Viper uses the full ISO-10646 character set. By default, the characters are assumed to be encoded using UTF-8, a US-ASCII compatible encoding, and the standard representation of ISO-10646 for Linux.

Viper accepts the full range of code points recommended by ISO-10646 in identifiers. The specification is taken from the ISO C++ Standard, Appendix C.

Support for ISO-10646 and UTF-8 is incomplete. A table of characters supported in identifiers should be provided. Details of UCS-16 support should be provided. Details of encoding autodetection should be provided when it is implemented. Details of level 2 and 3 support should be provided (combining characters).

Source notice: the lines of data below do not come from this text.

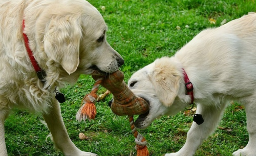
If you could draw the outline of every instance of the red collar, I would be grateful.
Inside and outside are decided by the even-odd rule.
[[[191,104],[194,103],[193,84],[192,84],[192,83],[189,81],[188,76],[187,76],[187,73],[186,73],[186,72],[185,71],[184,69],[182,69],[182,70],[183,70],[184,80],[185,81],[185,86],[186,87],[186,90],[187,91],[186,93],[186,95],[189,95],[190,96],[191,98],[190,104]]]
[[[25,43],[25,46],[26,46],[26,49],[27,49],[27,52],[29,54],[30,61],[31,61],[33,66],[34,67],[34,69],[36,72],[36,74],[37,75],[38,78],[43,83],[45,83],[46,80],[44,77],[45,77],[46,74],[45,73],[45,72],[44,70],[42,70],[40,68],[40,66],[39,66],[38,63],[37,63],[37,61],[36,61],[36,60],[35,60],[35,58],[34,57],[31,49],[30,49],[30,48],[29,48],[29,38],[28,38],[27,34],[26,34],[24,33],[25,28],[25,19],[23,19],[22,23],[22,30],[23,32],[23,38],[24,38],[24,41]]]

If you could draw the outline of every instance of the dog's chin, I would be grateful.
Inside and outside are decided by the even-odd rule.
[[[146,120],[148,120],[147,119],[148,118],[147,115],[148,115],[148,113],[149,112],[147,112],[145,114],[139,116],[138,119],[134,122],[134,125],[136,128],[144,129],[150,125],[151,122],[146,121]]]

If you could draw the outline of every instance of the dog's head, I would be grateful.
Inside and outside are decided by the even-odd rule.
[[[100,13],[85,1],[70,1],[52,8],[56,13],[44,40],[49,59],[69,74],[77,70],[85,74],[117,71],[123,59],[106,41],[108,28]]]
[[[106,40],[108,27],[102,16],[88,2],[42,1],[30,5],[34,6],[25,15],[25,33],[32,47],[39,44],[34,54],[46,69],[48,81],[56,81],[53,75],[59,74],[62,81],[72,83],[80,74],[111,73],[124,63]]]
[[[137,128],[145,128],[156,118],[173,115],[184,109],[185,106],[178,96],[182,72],[172,58],[163,57],[131,77],[128,82],[130,89],[150,103],[149,112],[139,116],[135,121]]]

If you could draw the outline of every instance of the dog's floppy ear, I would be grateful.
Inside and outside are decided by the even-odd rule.
[[[46,29],[44,48],[49,59],[69,74],[74,73],[79,63],[81,30],[78,22],[69,16],[53,17]]]
[[[165,106],[172,105],[178,95],[181,76],[170,63],[169,58],[156,60],[154,69],[149,75],[160,101]]]

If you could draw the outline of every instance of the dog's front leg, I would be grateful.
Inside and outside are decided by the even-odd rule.
[[[214,106],[212,106],[214,105]],[[165,156],[193,156],[196,151],[209,135],[215,129],[218,124],[226,104],[218,106],[215,104],[211,106],[198,105],[197,114],[201,114],[204,123],[198,125],[193,122],[187,135],[186,143],[177,152],[166,154]]]
[[[61,150],[66,156],[97,155],[80,150],[71,141],[61,117],[59,104],[57,101],[53,102],[50,111],[42,116],[51,131],[56,147]]]
[[[7,156],[7,150],[5,139],[5,120],[4,113],[0,111],[0,155]]]

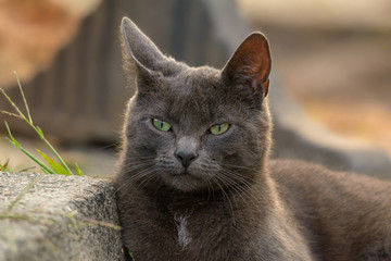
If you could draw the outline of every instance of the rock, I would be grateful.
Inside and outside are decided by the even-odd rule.
[[[117,225],[110,181],[0,173],[0,260],[123,260]]]

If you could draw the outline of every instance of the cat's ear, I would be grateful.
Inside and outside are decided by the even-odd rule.
[[[166,59],[148,36],[128,17],[123,17],[121,30],[128,54],[139,70],[143,72],[153,71],[156,63]]]
[[[264,35],[248,36],[229,59],[222,72],[226,85],[240,87],[242,95],[266,97],[269,85],[272,57]]]

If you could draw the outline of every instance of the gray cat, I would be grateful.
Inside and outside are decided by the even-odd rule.
[[[126,253],[391,260],[390,184],[269,159],[272,60],[262,34],[219,71],[163,55],[128,18],[122,33],[137,85],[115,179]]]

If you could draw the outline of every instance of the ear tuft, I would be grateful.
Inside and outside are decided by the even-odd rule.
[[[121,30],[130,58],[139,69],[153,70],[156,63],[165,60],[157,47],[128,17],[123,17]]]
[[[261,33],[253,33],[237,48],[223,69],[222,77],[228,85],[242,86],[243,94],[263,98],[268,92],[270,70],[268,41]]]

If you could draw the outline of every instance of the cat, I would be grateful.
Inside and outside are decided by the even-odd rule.
[[[129,260],[391,260],[389,183],[269,159],[264,35],[216,70],[121,28],[137,86],[114,181]]]

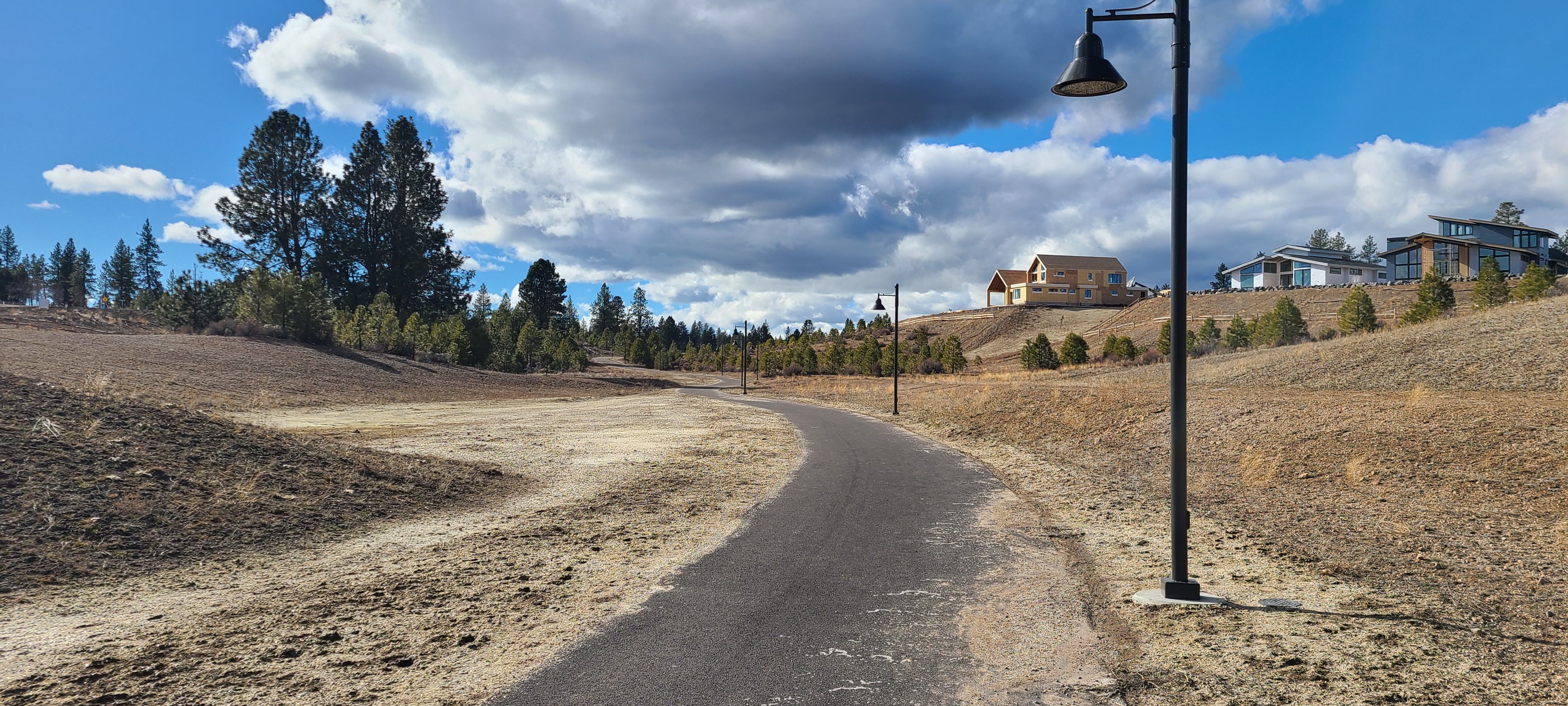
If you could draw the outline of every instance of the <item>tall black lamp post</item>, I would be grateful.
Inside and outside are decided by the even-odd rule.
[[[891,295],[878,293],[872,311],[887,311],[881,306],[883,297],[892,297],[892,413],[898,414],[898,286],[892,286]]]
[[[1174,22],[1171,41],[1171,69],[1174,69],[1174,93],[1171,96],[1171,574],[1165,577],[1162,595],[1173,601],[1201,601],[1198,582],[1187,576],[1187,71],[1192,64],[1192,27],[1187,20],[1187,2],[1173,0],[1174,13],[1131,13],[1154,5],[1156,0],[1137,8],[1112,9],[1094,14],[1083,11],[1083,36],[1073,47],[1073,63],[1068,64],[1051,93],[1068,97],[1107,96],[1123,88],[1115,66],[1105,61],[1105,45],[1094,35],[1094,22],[1168,19]]]

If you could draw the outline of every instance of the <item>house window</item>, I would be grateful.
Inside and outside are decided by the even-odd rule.
[[[1458,275],[1460,246],[1454,243],[1432,243],[1432,267],[1443,276]]]
[[[1513,253],[1508,253],[1507,249],[1493,249],[1493,248],[1475,248],[1475,249],[1480,251],[1477,254],[1477,260],[1475,262],[1480,262],[1480,260],[1483,260],[1486,257],[1496,257],[1497,259],[1497,270],[1502,270],[1504,275],[1508,273],[1508,265],[1512,264],[1512,260],[1508,259],[1508,256],[1512,256]]]
[[[1394,279],[1421,279],[1421,248],[1394,256]]]

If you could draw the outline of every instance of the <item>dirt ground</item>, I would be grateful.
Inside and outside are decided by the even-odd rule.
[[[1221,609],[1131,602],[1168,571],[1160,366],[911,377],[898,417],[886,414],[887,380],[776,378],[753,391],[894,420],[991,464],[1062,529],[1058,548],[1105,635],[1101,654],[1132,703],[1568,703],[1560,378],[1504,373],[1482,391],[1417,361],[1367,391],[1355,362],[1378,358],[1358,345],[1397,356],[1416,339],[1524,322],[1538,322],[1540,337],[1469,339],[1504,370],[1551,361],[1563,306],[1204,362],[1195,380],[1226,384],[1192,389],[1190,548],[1204,590],[1231,601]],[[1256,373],[1292,359],[1319,361],[1319,380],[1339,383]],[[1226,370],[1253,375],[1240,386]],[[1264,609],[1262,598],[1303,609]]]
[[[514,375],[284,339],[0,328],[0,373],[187,409],[601,397],[670,386],[627,369]]]
[[[674,391],[243,417],[502,477],[343,537],[14,591],[6,703],[474,703],[660,590],[801,453],[773,413]]]

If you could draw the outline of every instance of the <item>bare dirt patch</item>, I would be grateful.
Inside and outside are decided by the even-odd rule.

Generally, Viper simply processes strings 8 bit clean, which is enough for handling correct UTF-8 in most cases. There are several exceptions.

Case mapping requires extra support with ISO-10646 and UTF-8. This is not yet implemented. It impacts the string and re modules in particular.

Lexing of identifiers requires additional regular expressions in the native lexer which have not yet been provided. The lexer is 8 bit clean, and can easily recognize UTF-8 encoded ISO-10646. The lexer does not user any character set specific escapes in it's regular expressions.

Similarly, recognition of the full set of spacing characters, and processing of leading whitespace, are not yet extended to ISO-10646/UTF-8.

Finally, support for \uXXXX and \UXXXXXXXX escapes in strings is implemented, however it is active in both viper and python modes.